/Spoken-Language-Processing-in-Python

Load transform and transcribe audio files.

Primary LanguageJupyter NotebookGNU General Public License v3.0GPL-3.0

Spoken-Language-Processing-in-Python

Load transform and transcribe audio files.

Audio data in Python

Different kinds of audio files

  • mp3

  • wav

  • m4a

  • flac

  • Digital sound is measured in frequency(kHz).

  • Sampling rate of an audio file is the measure of the number of data change per second used to represent a digitial sound.

  • 1kHz = 1000 pieces of information per second

  • Streaming songs have a frequency of 32kHz (32k pieces of information per second)

  • Audiobooks and spoken language are between 8 and 16kHz.

  • Audio files are different from tabular or text data, because we can't immediately see the data we are working with.
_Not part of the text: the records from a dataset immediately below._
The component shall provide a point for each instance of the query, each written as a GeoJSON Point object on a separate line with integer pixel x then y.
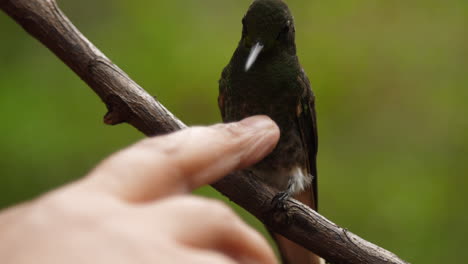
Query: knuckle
{"type": "Point", "coordinates": [233, 130]}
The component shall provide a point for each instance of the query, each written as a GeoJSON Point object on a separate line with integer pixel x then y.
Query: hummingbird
{"type": "Point", "coordinates": [264, 77]}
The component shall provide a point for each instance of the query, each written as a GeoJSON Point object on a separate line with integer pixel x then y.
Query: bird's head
{"type": "Point", "coordinates": [268, 26]}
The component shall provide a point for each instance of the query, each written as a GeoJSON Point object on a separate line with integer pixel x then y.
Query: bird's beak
{"type": "Point", "coordinates": [254, 52]}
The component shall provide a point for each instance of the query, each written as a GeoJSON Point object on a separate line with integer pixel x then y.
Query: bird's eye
{"type": "Point", "coordinates": [285, 30]}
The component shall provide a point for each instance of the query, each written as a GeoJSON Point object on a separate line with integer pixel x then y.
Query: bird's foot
{"type": "Point", "coordinates": [279, 201]}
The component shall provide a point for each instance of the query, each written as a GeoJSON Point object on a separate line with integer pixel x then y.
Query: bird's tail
{"type": "Point", "coordinates": [292, 253]}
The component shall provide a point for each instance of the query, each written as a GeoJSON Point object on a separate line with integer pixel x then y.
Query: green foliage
{"type": "Point", "coordinates": [390, 78]}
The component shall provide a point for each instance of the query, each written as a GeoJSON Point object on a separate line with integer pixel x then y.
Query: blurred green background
{"type": "Point", "coordinates": [390, 77]}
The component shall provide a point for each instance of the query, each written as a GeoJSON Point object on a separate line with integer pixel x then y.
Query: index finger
{"type": "Point", "coordinates": [185, 160]}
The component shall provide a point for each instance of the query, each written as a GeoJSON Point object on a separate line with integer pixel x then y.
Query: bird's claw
{"type": "Point", "coordinates": [279, 201]}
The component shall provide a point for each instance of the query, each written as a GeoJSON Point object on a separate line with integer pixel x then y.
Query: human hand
{"type": "Point", "coordinates": [136, 207]}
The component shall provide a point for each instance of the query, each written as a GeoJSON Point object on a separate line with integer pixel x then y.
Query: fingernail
{"type": "Point", "coordinates": [258, 122]}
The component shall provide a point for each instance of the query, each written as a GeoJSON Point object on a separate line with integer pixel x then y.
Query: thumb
{"type": "Point", "coordinates": [184, 160]}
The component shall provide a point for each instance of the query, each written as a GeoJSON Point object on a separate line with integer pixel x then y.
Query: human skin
{"type": "Point", "coordinates": [136, 206]}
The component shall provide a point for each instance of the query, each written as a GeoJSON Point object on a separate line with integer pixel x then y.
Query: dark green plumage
{"type": "Point", "coordinates": [274, 84]}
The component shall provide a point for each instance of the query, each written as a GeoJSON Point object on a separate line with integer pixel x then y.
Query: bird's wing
{"type": "Point", "coordinates": [307, 123]}
{"type": "Point", "coordinates": [292, 253]}
{"type": "Point", "coordinates": [223, 90]}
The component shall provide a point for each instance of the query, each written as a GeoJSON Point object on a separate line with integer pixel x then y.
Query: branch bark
{"type": "Point", "coordinates": [128, 102]}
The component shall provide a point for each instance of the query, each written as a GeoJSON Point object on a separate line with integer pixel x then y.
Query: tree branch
{"type": "Point", "coordinates": [128, 102]}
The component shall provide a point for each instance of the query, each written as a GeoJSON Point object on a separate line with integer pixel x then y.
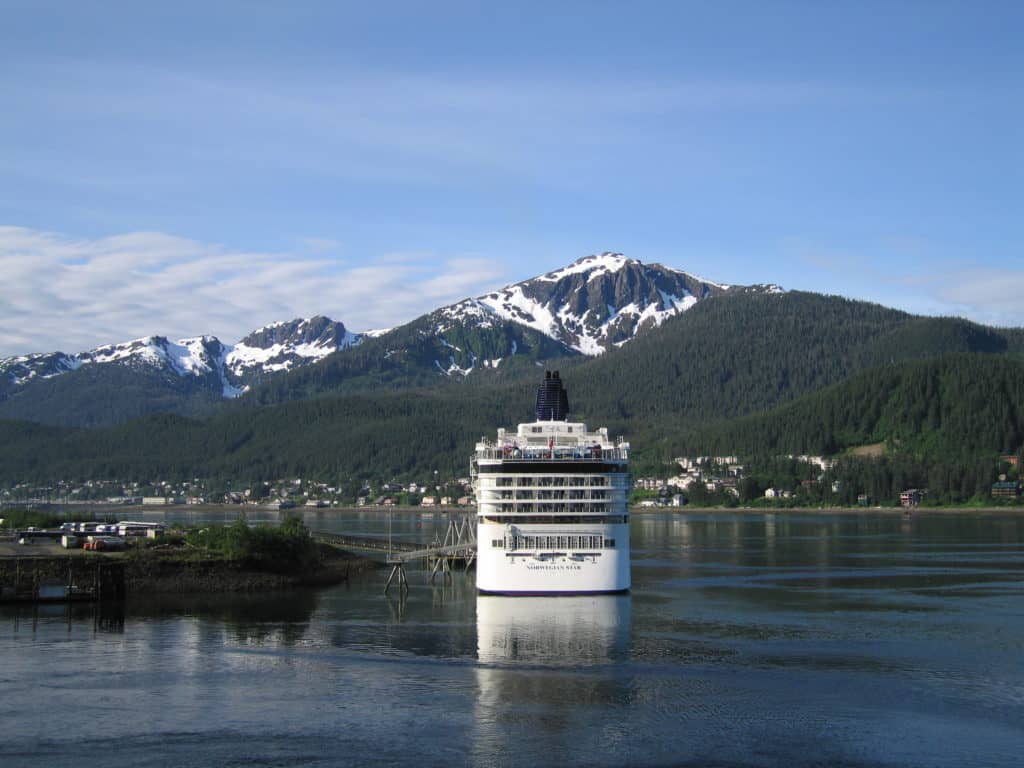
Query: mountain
{"type": "Point", "coordinates": [674, 390]}
{"type": "Point", "coordinates": [595, 304]}
{"type": "Point", "coordinates": [117, 382]}
{"type": "Point", "coordinates": [285, 345]}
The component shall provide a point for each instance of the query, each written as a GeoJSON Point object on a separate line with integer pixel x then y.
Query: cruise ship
{"type": "Point", "coordinates": [553, 514]}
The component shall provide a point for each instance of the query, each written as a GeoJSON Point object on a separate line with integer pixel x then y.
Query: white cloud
{"type": "Point", "coordinates": [72, 295]}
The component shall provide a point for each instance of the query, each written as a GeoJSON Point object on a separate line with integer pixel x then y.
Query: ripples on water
{"type": "Point", "coordinates": [748, 640]}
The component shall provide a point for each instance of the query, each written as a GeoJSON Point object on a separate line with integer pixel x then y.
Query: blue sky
{"type": "Point", "coordinates": [207, 167]}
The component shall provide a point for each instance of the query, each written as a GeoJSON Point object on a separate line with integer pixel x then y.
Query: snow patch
{"type": "Point", "coordinates": [603, 264]}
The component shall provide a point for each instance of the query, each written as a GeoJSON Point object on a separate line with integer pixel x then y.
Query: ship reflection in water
{"type": "Point", "coordinates": [569, 631]}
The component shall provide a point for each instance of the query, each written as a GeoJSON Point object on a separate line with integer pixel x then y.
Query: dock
{"type": "Point", "coordinates": [457, 548]}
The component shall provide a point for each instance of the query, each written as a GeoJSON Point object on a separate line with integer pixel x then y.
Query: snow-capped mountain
{"type": "Point", "coordinates": [599, 301]}
{"type": "Point", "coordinates": [284, 345]}
{"type": "Point", "coordinates": [587, 307]}
{"type": "Point", "coordinates": [229, 369]}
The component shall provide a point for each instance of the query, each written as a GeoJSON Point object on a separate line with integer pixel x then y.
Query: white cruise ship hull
{"type": "Point", "coordinates": [553, 570]}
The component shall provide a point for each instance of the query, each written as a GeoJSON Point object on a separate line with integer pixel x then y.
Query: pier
{"type": "Point", "coordinates": [457, 548]}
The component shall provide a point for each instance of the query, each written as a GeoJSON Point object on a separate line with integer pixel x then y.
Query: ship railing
{"type": "Point", "coordinates": [556, 453]}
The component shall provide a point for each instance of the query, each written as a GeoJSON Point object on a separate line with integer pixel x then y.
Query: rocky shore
{"type": "Point", "coordinates": [177, 571]}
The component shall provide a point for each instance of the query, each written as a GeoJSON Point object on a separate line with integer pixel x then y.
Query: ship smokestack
{"type": "Point", "coordinates": [552, 400]}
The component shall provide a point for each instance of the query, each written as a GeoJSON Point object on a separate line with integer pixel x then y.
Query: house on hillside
{"type": "Point", "coordinates": [1006, 489]}
{"type": "Point", "coordinates": [911, 497]}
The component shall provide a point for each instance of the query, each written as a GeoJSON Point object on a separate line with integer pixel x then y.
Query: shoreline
{"type": "Point", "coordinates": [163, 572]}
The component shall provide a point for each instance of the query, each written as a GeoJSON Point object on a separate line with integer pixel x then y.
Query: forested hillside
{"type": "Point", "coordinates": [953, 406]}
{"type": "Point", "coordinates": [670, 391]}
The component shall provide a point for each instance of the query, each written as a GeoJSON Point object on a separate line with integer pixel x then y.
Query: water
{"type": "Point", "coordinates": [748, 640]}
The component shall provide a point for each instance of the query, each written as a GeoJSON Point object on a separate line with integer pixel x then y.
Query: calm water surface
{"type": "Point", "coordinates": [748, 640]}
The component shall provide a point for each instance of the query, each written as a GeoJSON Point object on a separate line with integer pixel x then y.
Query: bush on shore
{"type": "Point", "coordinates": [284, 547]}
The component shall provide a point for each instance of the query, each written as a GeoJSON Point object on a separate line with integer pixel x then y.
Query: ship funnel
{"type": "Point", "coordinates": [552, 400]}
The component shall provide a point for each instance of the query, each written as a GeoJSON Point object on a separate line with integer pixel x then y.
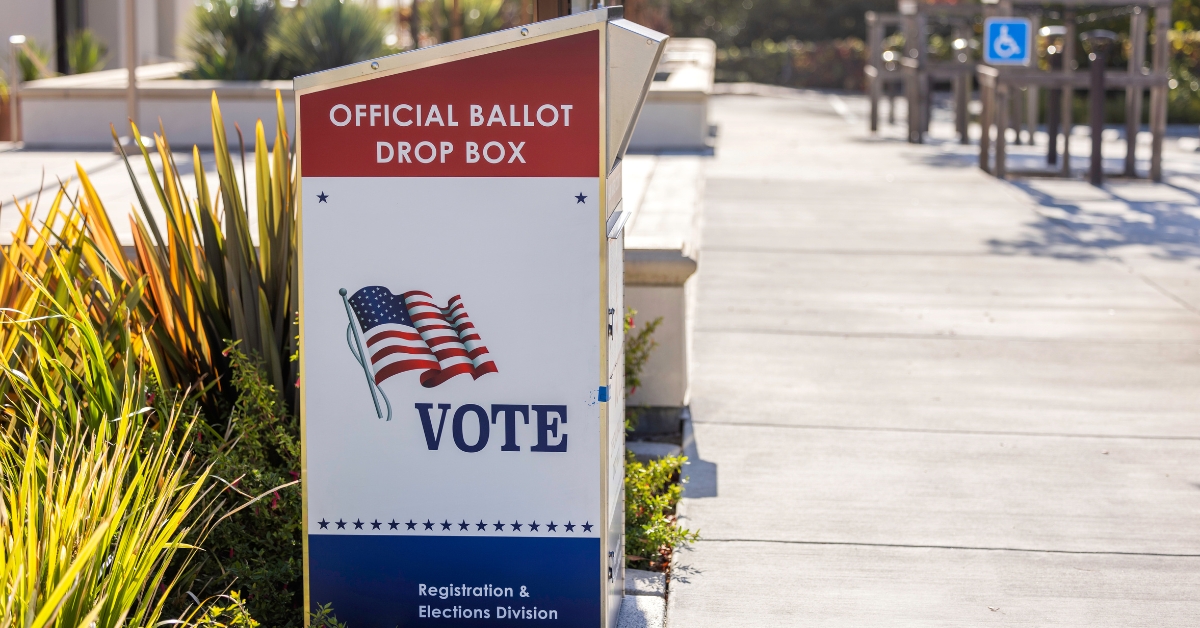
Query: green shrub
{"type": "Point", "coordinates": [256, 548]}
{"type": "Point", "coordinates": [228, 40]}
{"type": "Point", "coordinates": [324, 34]}
{"type": "Point", "coordinates": [478, 17]}
{"type": "Point", "coordinates": [652, 492]}
{"type": "Point", "coordinates": [87, 52]}
{"type": "Point", "coordinates": [835, 64]}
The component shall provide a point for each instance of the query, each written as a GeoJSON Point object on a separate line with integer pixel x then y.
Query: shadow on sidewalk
{"type": "Point", "coordinates": [1078, 221]}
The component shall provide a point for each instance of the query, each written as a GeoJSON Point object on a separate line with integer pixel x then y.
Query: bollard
{"type": "Point", "coordinates": [1054, 96]}
{"type": "Point", "coordinates": [16, 43]}
{"type": "Point", "coordinates": [1099, 41]}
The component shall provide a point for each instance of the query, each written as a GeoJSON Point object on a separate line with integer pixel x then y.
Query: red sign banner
{"type": "Point", "coordinates": [532, 111]}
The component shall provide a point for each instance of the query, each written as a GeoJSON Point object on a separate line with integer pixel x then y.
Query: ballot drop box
{"type": "Point", "coordinates": [461, 327]}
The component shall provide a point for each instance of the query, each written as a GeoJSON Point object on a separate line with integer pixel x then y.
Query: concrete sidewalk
{"type": "Point", "coordinates": [923, 396]}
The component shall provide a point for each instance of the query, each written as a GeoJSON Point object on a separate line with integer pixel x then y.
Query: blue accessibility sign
{"type": "Point", "coordinates": [1007, 41]}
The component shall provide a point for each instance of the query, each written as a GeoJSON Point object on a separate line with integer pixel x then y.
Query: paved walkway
{"type": "Point", "coordinates": [929, 398]}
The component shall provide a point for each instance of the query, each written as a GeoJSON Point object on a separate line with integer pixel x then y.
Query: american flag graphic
{"type": "Point", "coordinates": [411, 333]}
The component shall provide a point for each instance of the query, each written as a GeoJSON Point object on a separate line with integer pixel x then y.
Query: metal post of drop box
{"type": "Point", "coordinates": [489, 139]}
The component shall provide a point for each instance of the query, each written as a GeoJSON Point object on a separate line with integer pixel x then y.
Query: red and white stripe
{"type": "Point", "coordinates": [445, 344]}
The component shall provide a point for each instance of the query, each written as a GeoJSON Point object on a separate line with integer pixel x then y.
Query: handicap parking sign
{"type": "Point", "coordinates": [1007, 41]}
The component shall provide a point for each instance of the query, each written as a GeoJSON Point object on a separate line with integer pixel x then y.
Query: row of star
{"type": "Point", "coordinates": [462, 526]}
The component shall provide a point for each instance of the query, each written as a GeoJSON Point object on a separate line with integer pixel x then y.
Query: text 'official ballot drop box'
{"type": "Point", "coordinates": [461, 326]}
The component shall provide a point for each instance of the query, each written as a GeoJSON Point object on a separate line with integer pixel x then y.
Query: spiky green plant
{"type": "Point", "coordinates": [87, 52]}
{"type": "Point", "coordinates": [228, 40]}
{"type": "Point", "coordinates": [324, 34]}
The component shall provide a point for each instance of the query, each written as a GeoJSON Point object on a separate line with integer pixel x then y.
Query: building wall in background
{"type": "Point", "coordinates": [31, 18]}
{"type": "Point", "coordinates": [161, 27]}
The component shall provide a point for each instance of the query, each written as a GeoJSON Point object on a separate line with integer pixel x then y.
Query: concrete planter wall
{"type": "Point", "coordinates": [76, 111]}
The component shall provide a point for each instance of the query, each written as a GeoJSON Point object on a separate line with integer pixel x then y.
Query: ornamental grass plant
{"type": "Point", "coordinates": [205, 281]}
{"type": "Point", "coordinates": [97, 491]}
{"type": "Point", "coordinates": [93, 345]}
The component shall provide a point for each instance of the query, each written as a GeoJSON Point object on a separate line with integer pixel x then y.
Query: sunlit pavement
{"type": "Point", "coordinates": [924, 396]}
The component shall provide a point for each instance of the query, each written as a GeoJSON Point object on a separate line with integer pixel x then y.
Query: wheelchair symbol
{"type": "Point", "coordinates": [1005, 46]}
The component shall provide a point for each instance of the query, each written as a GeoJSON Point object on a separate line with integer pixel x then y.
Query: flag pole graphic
{"type": "Point", "coordinates": [360, 354]}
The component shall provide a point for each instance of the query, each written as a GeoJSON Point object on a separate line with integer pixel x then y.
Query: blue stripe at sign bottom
{"type": "Point", "coordinates": [400, 581]}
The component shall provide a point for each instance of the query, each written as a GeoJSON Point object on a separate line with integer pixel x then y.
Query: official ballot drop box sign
{"type": "Point", "coordinates": [461, 298]}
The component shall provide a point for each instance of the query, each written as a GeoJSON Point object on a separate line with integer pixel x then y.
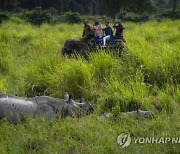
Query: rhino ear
{"type": "Point", "coordinates": [66, 96]}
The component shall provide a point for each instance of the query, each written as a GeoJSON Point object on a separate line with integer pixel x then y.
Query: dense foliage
{"type": "Point", "coordinates": [148, 75]}
{"type": "Point", "coordinates": [95, 7]}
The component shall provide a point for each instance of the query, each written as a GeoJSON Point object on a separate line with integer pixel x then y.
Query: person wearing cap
{"type": "Point", "coordinates": [119, 30]}
{"type": "Point", "coordinates": [88, 32]}
{"type": "Point", "coordinates": [98, 31]}
{"type": "Point", "coordinates": [108, 34]}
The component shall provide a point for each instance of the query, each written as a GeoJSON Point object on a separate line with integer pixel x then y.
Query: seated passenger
{"type": "Point", "coordinates": [88, 32]}
{"type": "Point", "coordinates": [119, 30]}
{"type": "Point", "coordinates": [98, 31]}
{"type": "Point", "coordinates": [108, 34]}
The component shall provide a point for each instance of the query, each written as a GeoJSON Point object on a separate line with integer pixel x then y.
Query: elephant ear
{"type": "Point", "coordinates": [68, 97]}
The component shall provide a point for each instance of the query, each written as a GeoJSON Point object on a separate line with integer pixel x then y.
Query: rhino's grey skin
{"type": "Point", "coordinates": [16, 108]}
{"type": "Point", "coordinates": [140, 115]}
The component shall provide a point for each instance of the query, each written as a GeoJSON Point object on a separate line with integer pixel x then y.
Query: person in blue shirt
{"type": "Point", "coordinates": [108, 34]}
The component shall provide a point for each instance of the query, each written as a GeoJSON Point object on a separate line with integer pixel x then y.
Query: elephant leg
{"type": "Point", "coordinates": [46, 111]}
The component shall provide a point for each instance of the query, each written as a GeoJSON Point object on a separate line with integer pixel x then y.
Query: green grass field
{"type": "Point", "coordinates": [149, 75]}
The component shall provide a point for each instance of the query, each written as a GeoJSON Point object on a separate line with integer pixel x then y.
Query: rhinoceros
{"type": "Point", "coordinates": [15, 108]}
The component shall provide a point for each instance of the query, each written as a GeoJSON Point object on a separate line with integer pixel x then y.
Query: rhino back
{"type": "Point", "coordinates": [14, 109]}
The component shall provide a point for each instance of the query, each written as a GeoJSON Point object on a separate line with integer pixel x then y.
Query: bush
{"type": "Point", "coordinates": [38, 16]}
{"type": "Point", "coordinates": [72, 17]}
{"type": "Point", "coordinates": [169, 14]}
{"type": "Point", "coordinates": [129, 16]}
{"type": "Point", "coordinates": [4, 16]}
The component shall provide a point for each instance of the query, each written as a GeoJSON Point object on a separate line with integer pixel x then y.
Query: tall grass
{"type": "Point", "coordinates": [148, 75]}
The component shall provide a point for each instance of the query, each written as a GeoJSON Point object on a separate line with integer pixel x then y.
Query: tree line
{"type": "Point", "coordinates": [93, 7]}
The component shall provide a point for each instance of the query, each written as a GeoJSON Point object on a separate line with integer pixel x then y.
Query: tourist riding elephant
{"type": "Point", "coordinates": [72, 47]}
{"type": "Point", "coordinates": [15, 108]}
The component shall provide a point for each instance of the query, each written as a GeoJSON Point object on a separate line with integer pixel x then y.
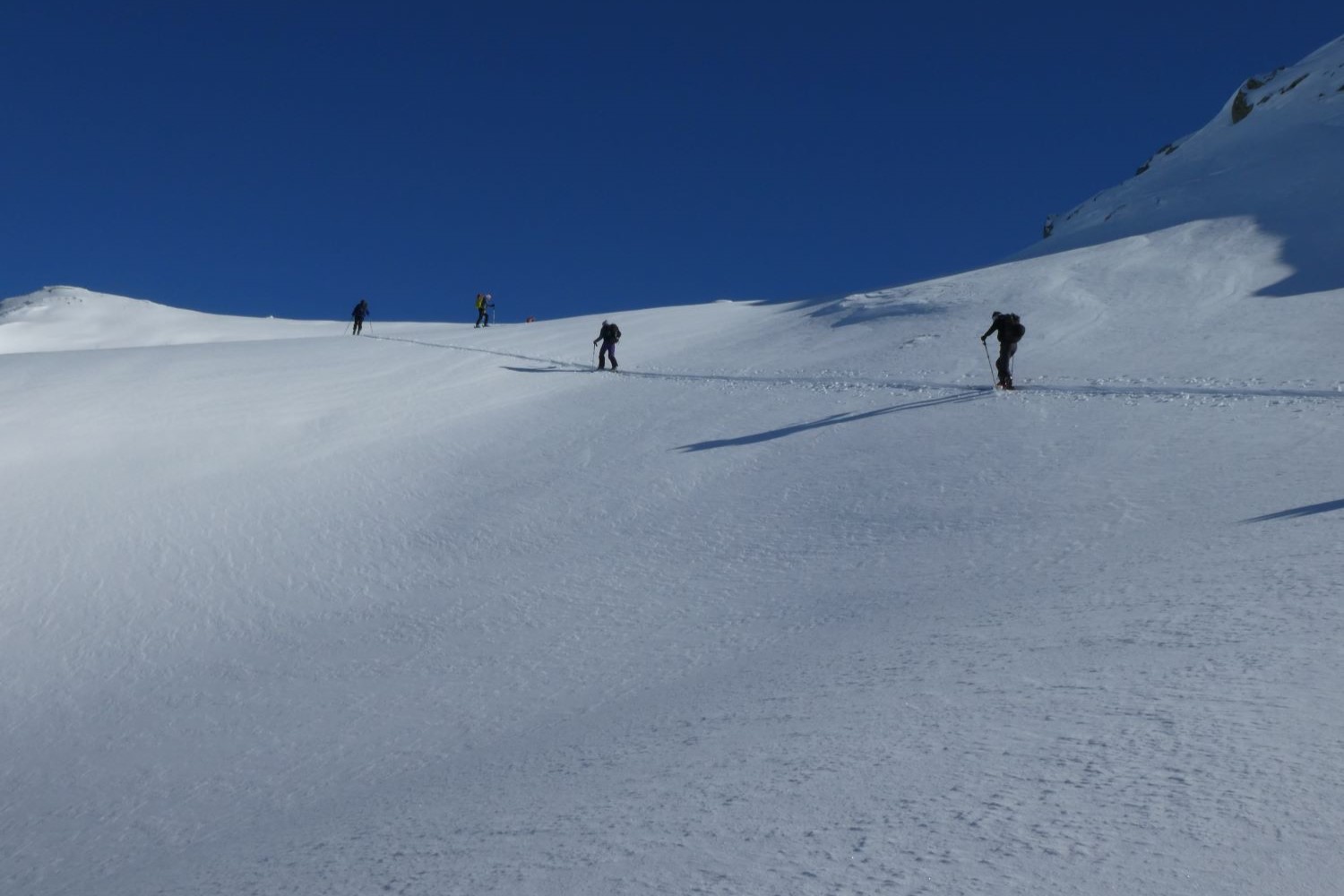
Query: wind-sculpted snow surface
{"type": "Point", "coordinates": [793, 603]}
{"type": "Point", "coordinates": [796, 605]}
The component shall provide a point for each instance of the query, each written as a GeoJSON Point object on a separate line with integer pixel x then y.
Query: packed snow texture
{"type": "Point", "coordinates": [793, 603]}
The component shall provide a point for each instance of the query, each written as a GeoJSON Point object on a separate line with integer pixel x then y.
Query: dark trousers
{"type": "Point", "coordinates": [1005, 352]}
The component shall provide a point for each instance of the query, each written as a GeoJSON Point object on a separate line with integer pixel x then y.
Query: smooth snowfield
{"type": "Point", "coordinates": [790, 605]}
{"type": "Point", "coordinates": [793, 603]}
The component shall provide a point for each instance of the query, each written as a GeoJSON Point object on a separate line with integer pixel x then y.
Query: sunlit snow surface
{"type": "Point", "coordinates": [793, 603]}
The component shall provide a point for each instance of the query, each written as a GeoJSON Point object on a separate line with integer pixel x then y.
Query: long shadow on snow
{"type": "Point", "coordinates": [546, 370]}
{"type": "Point", "coordinates": [835, 419]}
{"type": "Point", "coordinates": [1303, 511]}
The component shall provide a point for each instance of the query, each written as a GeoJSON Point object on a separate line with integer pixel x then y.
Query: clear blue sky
{"type": "Point", "coordinates": [289, 156]}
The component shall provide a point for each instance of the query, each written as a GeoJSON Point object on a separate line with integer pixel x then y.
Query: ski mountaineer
{"type": "Point", "coordinates": [609, 336]}
{"type": "Point", "coordinates": [1010, 333]}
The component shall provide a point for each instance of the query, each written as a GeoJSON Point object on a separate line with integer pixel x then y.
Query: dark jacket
{"type": "Point", "coordinates": [1008, 327]}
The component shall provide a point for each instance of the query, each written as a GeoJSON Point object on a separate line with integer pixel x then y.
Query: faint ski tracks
{"type": "Point", "coordinates": [1099, 390]}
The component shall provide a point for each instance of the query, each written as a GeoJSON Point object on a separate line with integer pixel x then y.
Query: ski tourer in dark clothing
{"type": "Point", "coordinates": [1010, 333]}
{"type": "Point", "coordinates": [609, 336]}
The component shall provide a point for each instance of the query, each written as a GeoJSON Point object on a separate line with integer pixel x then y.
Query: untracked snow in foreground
{"type": "Point", "coordinates": [790, 605]}
{"type": "Point", "coordinates": [793, 603]}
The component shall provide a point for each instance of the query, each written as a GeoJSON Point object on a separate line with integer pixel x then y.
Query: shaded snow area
{"type": "Point", "coordinates": [793, 603]}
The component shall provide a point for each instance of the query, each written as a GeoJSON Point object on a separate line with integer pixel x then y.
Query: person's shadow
{"type": "Point", "coordinates": [1296, 512]}
{"type": "Point", "coordinates": [835, 419]}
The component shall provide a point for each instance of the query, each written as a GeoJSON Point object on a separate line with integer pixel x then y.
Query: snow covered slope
{"type": "Point", "coordinates": [795, 603]}
{"type": "Point", "coordinates": [1271, 155]}
{"type": "Point", "coordinates": [59, 319]}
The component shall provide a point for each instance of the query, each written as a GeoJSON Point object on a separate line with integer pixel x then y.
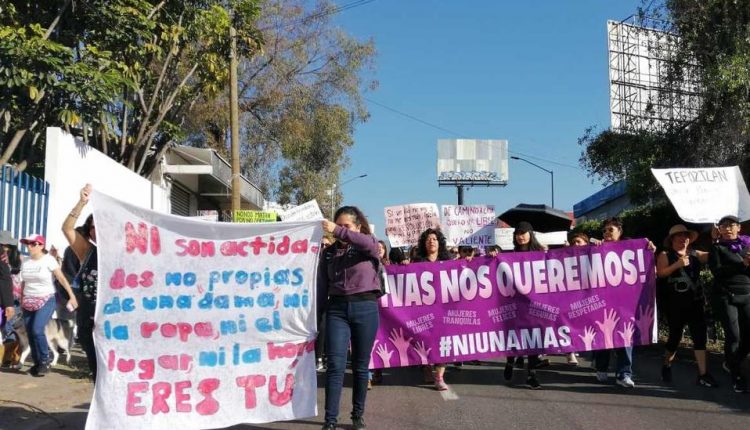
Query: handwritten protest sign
{"type": "Point", "coordinates": [504, 238]}
{"type": "Point", "coordinates": [207, 215]}
{"type": "Point", "coordinates": [469, 225]}
{"type": "Point", "coordinates": [552, 238]}
{"type": "Point", "coordinates": [201, 327]}
{"type": "Point", "coordinates": [253, 216]}
{"type": "Point", "coordinates": [404, 224]}
{"type": "Point", "coordinates": [706, 195]}
{"type": "Point", "coordinates": [305, 212]}
{"type": "Point", "coordinates": [564, 300]}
So we have to transform them first.

Python builtin wave module for audio files

import wave

# import audio file as wave object
good_morning = wave.open("good-morning.wav", "r")

# convert the wave object to bytes (-1 means read all the info in the file)
good_morning_soundwave = good_morning.readframes(-1)

# view the wav file in byte form
good_morning_soundwave

b`\xfd\xff\xfb\xff\xf8\xff\xf7\...`
  • Files is 48kHz which means 48k pieces of information and 2 seconds long means 96k pieces of information

Working with audio is different

  • Have to convert the audio to something useful.
  • Even a small sample of audio can contain large amount of information (adding background noise, other speakers)

Converting sound wave bytes to integers using numpy

import numpy as np

# convert soundwave_gm from bytes to integers
signal_gm = np.frombuffer(soundwave_gm, dtype='int16')

# frombuffer converts a series of data into a 1-D array

# show first 10 items
signal_gm[:10]
  • Frequency is the measure of information per second, our soundwave has a freq of 48kHz and 2 seconds long and thus 96k pieces of information.

Finding the frame rate

  • Frequency(hz) = length of wave object array/duration of audio file(seconds)
  • calling getframerate() on wave objec would return its framerate
# get the frame rate
framerate_gm = good_morning.getframerate()
  • Duration of audio file(sec) = length of wave object array / frequency(Hz)

Finding sound wave timestamps

  • we can use np.linspace to figure the timestamp where each soundwave value occurs.
# return evenly spaced values between start and stop
np.linspace(start=1, stop=10, num=10)

# get the timestamps of the good morning sound wave
time_gm = np.linspace(start=0,
                      stop=len(soundwave_gm)/framerate_gm,
                      num=len(soundwave_gm))

The AudioFile class

import speech_recognition as sr

# setup recognizer instance
recognizer = sr.Recognizer()

# read in audio file
clean_support_call = sr.AudioFile('clean.wav')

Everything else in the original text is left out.